Je nach Verdacht können weitere Untersuchungen erforderlich sein, wie z.B.:
- Neurologische Untersuchungen zur Überprüfung der Nervenfunktion
- Bildgebende Verfahren (MRT, CT) zur Darstellung von Gehirn, Nerven und anderen Strukturen
- Blutuntersuchungen zur Abklärung von Entzündungen, Infektionen oder Stoffwechselstörungen
- Elektrophysiologische Untersuchungen (NLG, EMG) zur Messung der Nervenleitgeschwindigkeit und Muskelaktivität
Behandlung
Die Behandlung von Taubheitsgefühlen im Mundwinkel richtet sich nach der zugrunde liegenden Ursache.
- Medikamentöse Therapie: Je nach Ursache können Medikamente zur Behandlung von Infektionen (z.B. Virustatika bei Herpes Zoster), Entzündungen (z.B. Kortikosteroide bei Bell'scher Lähmung) oder neurologischen Erkrankungen (z.B. MS-Medikamente) eingesetzt werden. Bei Vitamin-B12-Mangel wird mit Präparaten aus dem Vitamin-B-Komplex behandelt. Hierbei werden insbesondere Vitamin B12 aber auch Vitamin B6 und B1 eingesetzt.
- Physiotherapie: Bei Verspannungen, Nerveneinklemmungen oder CMD kann Physiotherapie helfen, die Muskulatur zu entspannen, die Beweglichkeit zu verbessern und die Nerven zu entlasten.
- Ergonomische Anpassungen: Ergonomische Anpassungen am Arbeitsplatz können helfen, die Symptome zu lindern. Achten Sie auf Ihre Haltung und nehmen Sie regelmäßig Pausen, um Ihre Nackenmuskulatur zu entspannen.

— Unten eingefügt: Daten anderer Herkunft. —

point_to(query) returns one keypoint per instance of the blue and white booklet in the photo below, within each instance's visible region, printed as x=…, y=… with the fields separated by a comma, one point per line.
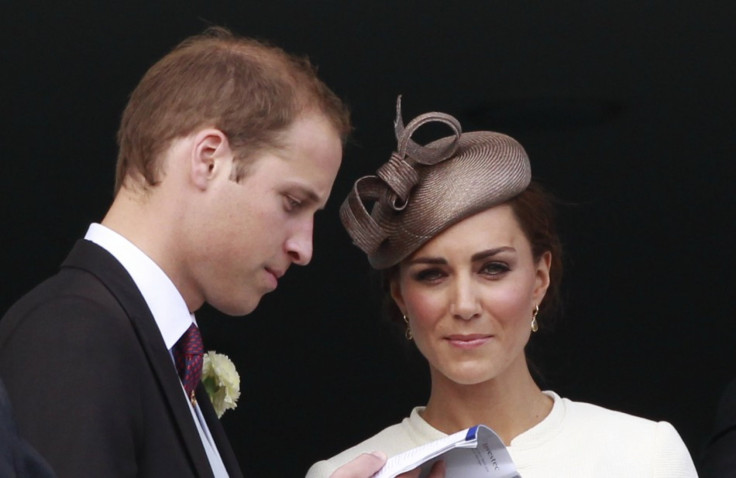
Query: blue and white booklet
x=475, y=452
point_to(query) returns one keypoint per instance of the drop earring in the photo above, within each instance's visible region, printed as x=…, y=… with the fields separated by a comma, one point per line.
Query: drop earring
x=407, y=332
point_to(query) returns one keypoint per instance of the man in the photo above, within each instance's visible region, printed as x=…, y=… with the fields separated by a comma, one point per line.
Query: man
x=227, y=148
x=17, y=458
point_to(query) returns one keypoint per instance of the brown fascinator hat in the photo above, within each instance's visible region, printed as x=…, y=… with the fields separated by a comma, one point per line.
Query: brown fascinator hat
x=423, y=190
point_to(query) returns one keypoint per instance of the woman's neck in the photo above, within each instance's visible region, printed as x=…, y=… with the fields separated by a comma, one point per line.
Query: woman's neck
x=509, y=405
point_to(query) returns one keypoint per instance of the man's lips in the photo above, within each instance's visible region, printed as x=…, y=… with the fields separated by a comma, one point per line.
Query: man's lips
x=275, y=275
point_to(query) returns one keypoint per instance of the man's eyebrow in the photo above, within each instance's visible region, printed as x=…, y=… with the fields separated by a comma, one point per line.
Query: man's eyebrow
x=309, y=194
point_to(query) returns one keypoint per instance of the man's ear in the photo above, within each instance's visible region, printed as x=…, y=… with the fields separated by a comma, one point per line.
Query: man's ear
x=210, y=156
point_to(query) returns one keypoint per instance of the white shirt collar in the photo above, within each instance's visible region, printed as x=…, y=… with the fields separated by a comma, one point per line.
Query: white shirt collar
x=163, y=299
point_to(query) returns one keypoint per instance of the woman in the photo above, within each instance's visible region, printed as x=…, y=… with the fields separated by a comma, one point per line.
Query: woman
x=468, y=247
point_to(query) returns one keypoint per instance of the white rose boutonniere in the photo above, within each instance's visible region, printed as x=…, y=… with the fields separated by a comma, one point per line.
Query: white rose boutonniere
x=221, y=381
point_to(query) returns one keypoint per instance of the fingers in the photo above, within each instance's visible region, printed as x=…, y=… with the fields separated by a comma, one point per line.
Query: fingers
x=437, y=471
x=364, y=466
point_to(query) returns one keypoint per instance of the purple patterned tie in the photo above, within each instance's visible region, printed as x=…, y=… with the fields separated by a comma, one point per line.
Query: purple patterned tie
x=188, y=352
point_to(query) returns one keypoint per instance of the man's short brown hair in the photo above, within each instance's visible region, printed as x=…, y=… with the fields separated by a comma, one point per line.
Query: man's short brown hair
x=250, y=90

- Entspannungstechniken und Stressmanagement: Stress kann ein Auslöser für Taubheitsgefühle sein. Entspannungstechniken wie Yoga, Meditation oder progressive Muskelentspannung können helfen, Stress abzubauen und die Symptome zu lindern.
- Spezielle Gesichtsübungen: Spezielle Fazialisparese-Übungen ermöglichen es den Betroffenen, unter professioneller Anleitung das Sprechen zu verbessern, leichter essen und trinken zu können sowie Gesichtsausdrücke zu trainieren.

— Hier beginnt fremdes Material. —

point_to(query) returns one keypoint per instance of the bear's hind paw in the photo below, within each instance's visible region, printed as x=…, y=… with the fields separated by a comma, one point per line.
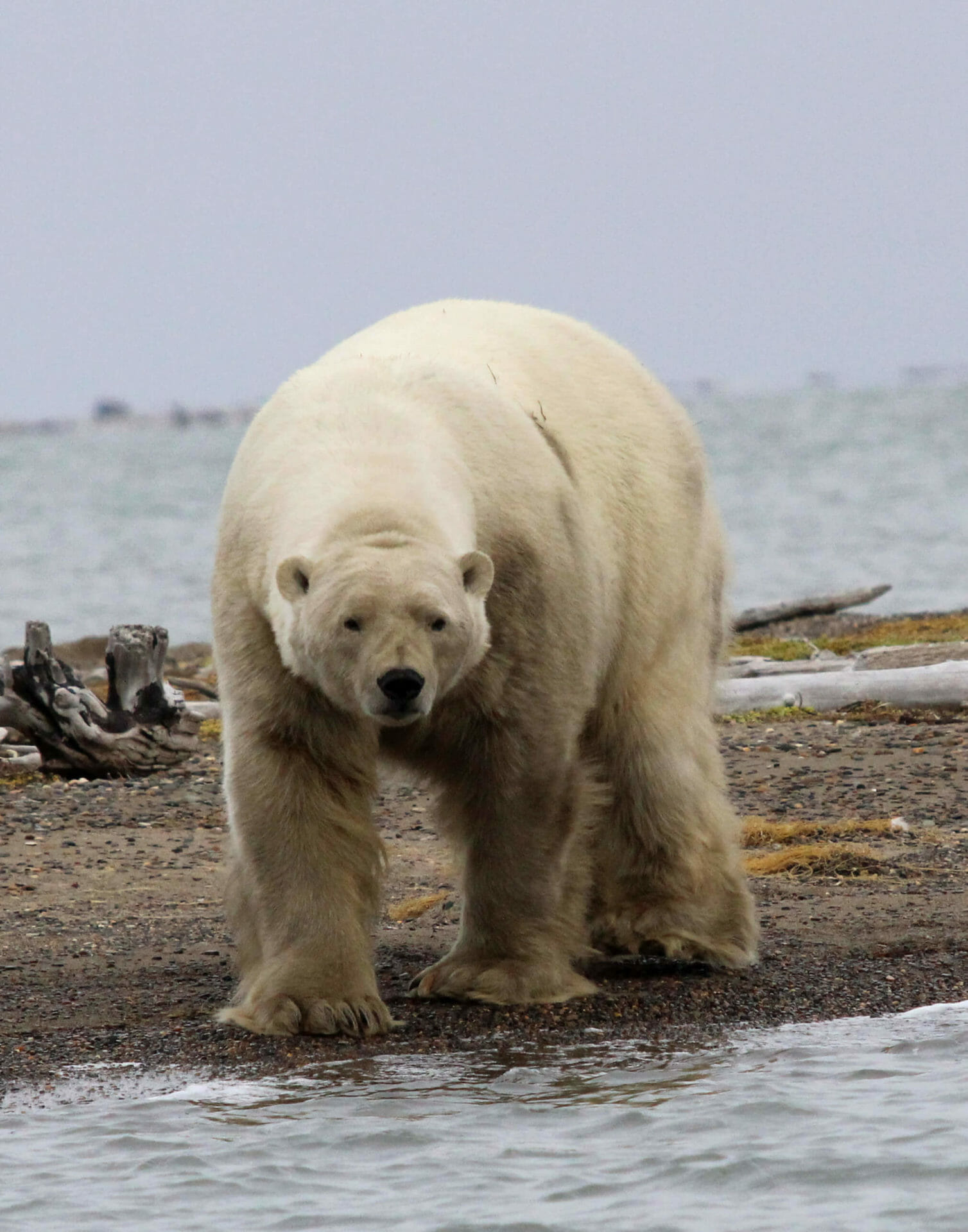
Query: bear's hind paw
x=501, y=982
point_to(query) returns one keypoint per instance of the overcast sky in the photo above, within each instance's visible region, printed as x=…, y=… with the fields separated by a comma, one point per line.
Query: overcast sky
x=199, y=198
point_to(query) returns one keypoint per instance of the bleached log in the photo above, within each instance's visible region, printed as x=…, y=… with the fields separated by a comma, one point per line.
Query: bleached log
x=820, y=605
x=754, y=668
x=144, y=726
x=942, y=684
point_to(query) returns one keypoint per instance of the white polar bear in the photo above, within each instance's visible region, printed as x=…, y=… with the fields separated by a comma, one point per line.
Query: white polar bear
x=476, y=539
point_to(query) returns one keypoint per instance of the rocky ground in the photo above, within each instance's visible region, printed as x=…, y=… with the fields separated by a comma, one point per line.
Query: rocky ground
x=114, y=945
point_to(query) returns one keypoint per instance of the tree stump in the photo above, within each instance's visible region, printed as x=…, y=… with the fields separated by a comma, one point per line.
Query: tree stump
x=144, y=726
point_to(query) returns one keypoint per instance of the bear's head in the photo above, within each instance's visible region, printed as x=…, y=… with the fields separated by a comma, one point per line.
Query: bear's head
x=384, y=626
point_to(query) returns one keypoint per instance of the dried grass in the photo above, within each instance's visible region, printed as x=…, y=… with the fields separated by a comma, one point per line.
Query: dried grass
x=760, y=832
x=771, y=647
x=412, y=909
x=818, y=860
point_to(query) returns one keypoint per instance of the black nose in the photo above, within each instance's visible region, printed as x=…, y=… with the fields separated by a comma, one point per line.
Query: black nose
x=401, y=684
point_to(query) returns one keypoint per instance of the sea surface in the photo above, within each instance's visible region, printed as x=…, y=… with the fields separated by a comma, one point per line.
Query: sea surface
x=820, y=491
x=858, y=1125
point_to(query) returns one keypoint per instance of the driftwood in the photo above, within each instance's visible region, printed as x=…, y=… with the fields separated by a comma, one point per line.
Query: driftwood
x=146, y=724
x=755, y=665
x=822, y=605
x=942, y=684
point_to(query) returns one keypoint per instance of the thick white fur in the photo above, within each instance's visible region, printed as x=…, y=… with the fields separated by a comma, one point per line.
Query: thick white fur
x=566, y=712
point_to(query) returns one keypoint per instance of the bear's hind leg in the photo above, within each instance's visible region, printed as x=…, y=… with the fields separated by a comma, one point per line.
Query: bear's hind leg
x=523, y=843
x=668, y=862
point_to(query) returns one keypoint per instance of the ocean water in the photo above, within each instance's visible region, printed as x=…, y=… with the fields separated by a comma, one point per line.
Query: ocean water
x=851, y=1126
x=820, y=491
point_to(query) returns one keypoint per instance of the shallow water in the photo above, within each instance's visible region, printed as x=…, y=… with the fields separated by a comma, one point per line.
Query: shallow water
x=820, y=491
x=852, y=1125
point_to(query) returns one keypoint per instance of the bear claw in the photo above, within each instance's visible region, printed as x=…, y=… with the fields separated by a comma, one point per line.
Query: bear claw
x=317, y=1016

- Operation: In einigen Fällen, z.B. bei Tumoren oder schweren Nerveneinklemmungen, kann eine Operation erforderlich sein.

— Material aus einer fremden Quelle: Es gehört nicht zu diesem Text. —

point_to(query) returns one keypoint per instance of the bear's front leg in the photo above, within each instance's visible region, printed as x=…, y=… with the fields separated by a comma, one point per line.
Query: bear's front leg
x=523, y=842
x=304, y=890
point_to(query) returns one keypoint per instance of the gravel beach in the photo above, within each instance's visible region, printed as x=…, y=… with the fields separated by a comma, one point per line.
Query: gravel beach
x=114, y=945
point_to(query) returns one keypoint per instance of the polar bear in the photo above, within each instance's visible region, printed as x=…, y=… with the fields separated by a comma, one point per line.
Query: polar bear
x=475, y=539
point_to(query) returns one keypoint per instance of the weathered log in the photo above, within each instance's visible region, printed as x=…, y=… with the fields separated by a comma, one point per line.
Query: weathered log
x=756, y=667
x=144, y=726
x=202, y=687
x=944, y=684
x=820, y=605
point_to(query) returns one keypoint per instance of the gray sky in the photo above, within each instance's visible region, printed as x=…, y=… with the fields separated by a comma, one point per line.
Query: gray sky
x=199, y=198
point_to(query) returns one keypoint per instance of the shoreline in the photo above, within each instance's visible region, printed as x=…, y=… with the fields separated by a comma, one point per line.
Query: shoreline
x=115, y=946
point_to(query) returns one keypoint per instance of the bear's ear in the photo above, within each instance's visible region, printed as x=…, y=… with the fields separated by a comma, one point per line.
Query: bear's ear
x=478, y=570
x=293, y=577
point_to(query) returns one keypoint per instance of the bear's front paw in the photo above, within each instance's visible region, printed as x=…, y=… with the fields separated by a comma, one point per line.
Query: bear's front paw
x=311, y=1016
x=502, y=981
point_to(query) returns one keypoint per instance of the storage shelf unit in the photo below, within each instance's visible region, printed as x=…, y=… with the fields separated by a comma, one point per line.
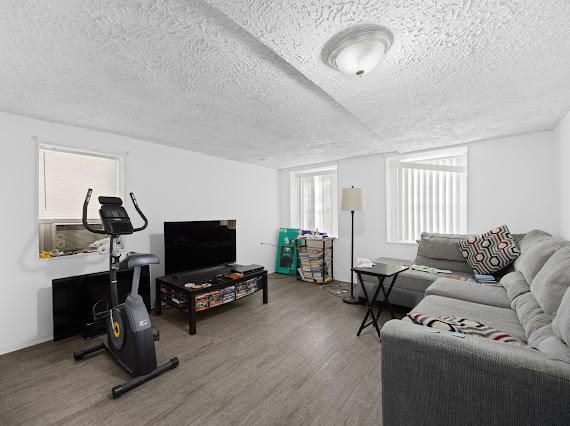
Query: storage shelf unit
x=315, y=259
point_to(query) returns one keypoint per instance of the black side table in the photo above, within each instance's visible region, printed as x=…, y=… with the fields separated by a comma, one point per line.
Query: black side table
x=380, y=271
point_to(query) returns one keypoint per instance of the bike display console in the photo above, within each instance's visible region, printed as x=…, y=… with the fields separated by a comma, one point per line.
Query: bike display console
x=223, y=286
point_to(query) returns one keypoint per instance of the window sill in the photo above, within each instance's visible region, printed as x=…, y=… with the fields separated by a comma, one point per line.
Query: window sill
x=403, y=243
x=72, y=256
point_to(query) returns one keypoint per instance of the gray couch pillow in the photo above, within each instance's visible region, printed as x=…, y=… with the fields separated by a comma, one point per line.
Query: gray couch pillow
x=452, y=265
x=535, y=256
x=515, y=284
x=551, y=282
x=440, y=251
x=561, y=324
x=530, y=239
x=530, y=314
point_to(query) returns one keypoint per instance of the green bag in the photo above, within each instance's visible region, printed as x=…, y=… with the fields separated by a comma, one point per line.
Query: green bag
x=287, y=251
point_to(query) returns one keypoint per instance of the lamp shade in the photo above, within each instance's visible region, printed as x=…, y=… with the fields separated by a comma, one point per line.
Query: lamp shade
x=352, y=199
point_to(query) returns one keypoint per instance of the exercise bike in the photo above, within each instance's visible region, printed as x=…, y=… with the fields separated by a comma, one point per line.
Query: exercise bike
x=130, y=337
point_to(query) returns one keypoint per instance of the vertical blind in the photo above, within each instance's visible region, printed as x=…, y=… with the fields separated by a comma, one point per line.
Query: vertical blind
x=316, y=200
x=64, y=178
x=427, y=194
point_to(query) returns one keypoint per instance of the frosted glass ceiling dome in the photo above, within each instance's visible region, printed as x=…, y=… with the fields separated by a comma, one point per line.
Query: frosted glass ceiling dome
x=358, y=49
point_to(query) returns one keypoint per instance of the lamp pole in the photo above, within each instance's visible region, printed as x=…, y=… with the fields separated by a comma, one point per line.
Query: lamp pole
x=351, y=299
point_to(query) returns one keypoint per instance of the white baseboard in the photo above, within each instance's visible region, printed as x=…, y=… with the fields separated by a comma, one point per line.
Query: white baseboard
x=23, y=345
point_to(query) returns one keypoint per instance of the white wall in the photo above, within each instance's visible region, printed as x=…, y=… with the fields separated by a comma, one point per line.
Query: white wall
x=512, y=181
x=170, y=184
x=562, y=137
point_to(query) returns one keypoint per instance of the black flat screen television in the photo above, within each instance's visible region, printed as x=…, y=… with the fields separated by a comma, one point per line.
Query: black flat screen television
x=199, y=244
x=73, y=299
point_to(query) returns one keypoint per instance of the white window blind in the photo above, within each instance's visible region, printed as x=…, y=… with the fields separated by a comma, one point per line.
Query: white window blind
x=64, y=178
x=314, y=200
x=427, y=193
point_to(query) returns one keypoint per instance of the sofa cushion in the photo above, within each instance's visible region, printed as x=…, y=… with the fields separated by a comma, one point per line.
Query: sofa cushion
x=546, y=341
x=409, y=280
x=490, y=252
x=533, y=259
x=551, y=282
x=440, y=251
x=500, y=318
x=530, y=314
x=471, y=292
x=516, y=284
x=531, y=238
x=561, y=324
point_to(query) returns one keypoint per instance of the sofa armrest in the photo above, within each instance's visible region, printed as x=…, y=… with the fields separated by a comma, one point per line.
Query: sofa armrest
x=430, y=378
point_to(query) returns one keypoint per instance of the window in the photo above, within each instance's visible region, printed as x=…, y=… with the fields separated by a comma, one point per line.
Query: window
x=426, y=192
x=63, y=179
x=314, y=200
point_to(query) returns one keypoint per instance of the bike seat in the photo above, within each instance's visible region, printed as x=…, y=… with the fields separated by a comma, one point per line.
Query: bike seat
x=138, y=259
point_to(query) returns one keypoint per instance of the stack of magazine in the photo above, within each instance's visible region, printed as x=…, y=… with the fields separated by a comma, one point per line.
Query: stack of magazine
x=485, y=279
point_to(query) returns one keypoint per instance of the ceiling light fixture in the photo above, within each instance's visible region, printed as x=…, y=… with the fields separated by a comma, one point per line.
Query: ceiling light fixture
x=357, y=50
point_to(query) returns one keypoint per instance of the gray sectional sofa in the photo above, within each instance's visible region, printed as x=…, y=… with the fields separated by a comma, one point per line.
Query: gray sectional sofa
x=436, y=250
x=440, y=379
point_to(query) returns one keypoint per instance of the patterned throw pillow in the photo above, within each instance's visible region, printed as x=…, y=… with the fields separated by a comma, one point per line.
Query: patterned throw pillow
x=490, y=252
x=465, y=326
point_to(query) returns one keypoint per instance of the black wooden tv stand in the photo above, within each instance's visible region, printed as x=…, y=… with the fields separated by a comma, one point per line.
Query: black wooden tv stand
x=171, y=289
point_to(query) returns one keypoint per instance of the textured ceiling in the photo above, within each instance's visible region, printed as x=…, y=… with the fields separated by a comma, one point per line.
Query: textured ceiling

- Transkutane Nervenstimulation: In schweren Fällen, in denen die Gesichtslähmung nicht wieder abklingt, ist eine sogenannte transkutane Nervenstimulation eine Therapieoption. Hierbei regen leichte Stromwellen die betroffenen Nerven und Muskeln an. Der Strom wird über eine Elektrode auf der Haut in den Körper geleitet.
- Behandlung der Grunderkrankung: Wenn zum Beispiel eine Infektion, ein Schlaganfall oder eine andere Erkrankung eine Fazialisparese auslöst, wird in erster Linie die entsprechende Grunderkrankung behandelt.
Vorbeugung
Einige vorbeugende Maßnahmen können helfen, das Risiko von Taubheitsgefühlen im Mundwinkel zu verringern:
- Ausgewogene Ernährung: Achten Sie auf eine ausgewogene Ernährung, die reich an Vitaminen und Mineralstoffen ist.
- Stressmanagement: Vermeiden Sie Stress oder bauen Sie ihn durch Entspannungstechniken ab.
- Regelmäßige Bewegung: Regelmäßige Bewegung fördert die Durchblutung und kann somit ebenfalls vorbeugend wirken.
- Rauchstopp: Wenn Sie rauchen, denken Sie über einen Rauchstopp nach.
- Vermeidung von Zugluft: Vermeiden Sie Zugluft im Gesicht, um Entzündungen des Gesichtsnervs vorzubeugen.
- Schutz vor Kälte: Schützen Sie Ihre Lippen vor Kälte, um Durchblutungsstörungen zu vermeiden. Viel Flüssigkeit, warme Kompressen oder Lippenpflegeprodukte, die die Lippen schützen.
- Korrekte Haltung: Achten Sie auf eine korrekte Haltung, um Verspannungen im Nacken- und Schulterbereich vorzubeugen.
- Ergonomischer Arbeitsplatz: Richten Sie Ihren Arbeitsplatz ergonomisch ein, um Fehlbelastungen zu vermeiden.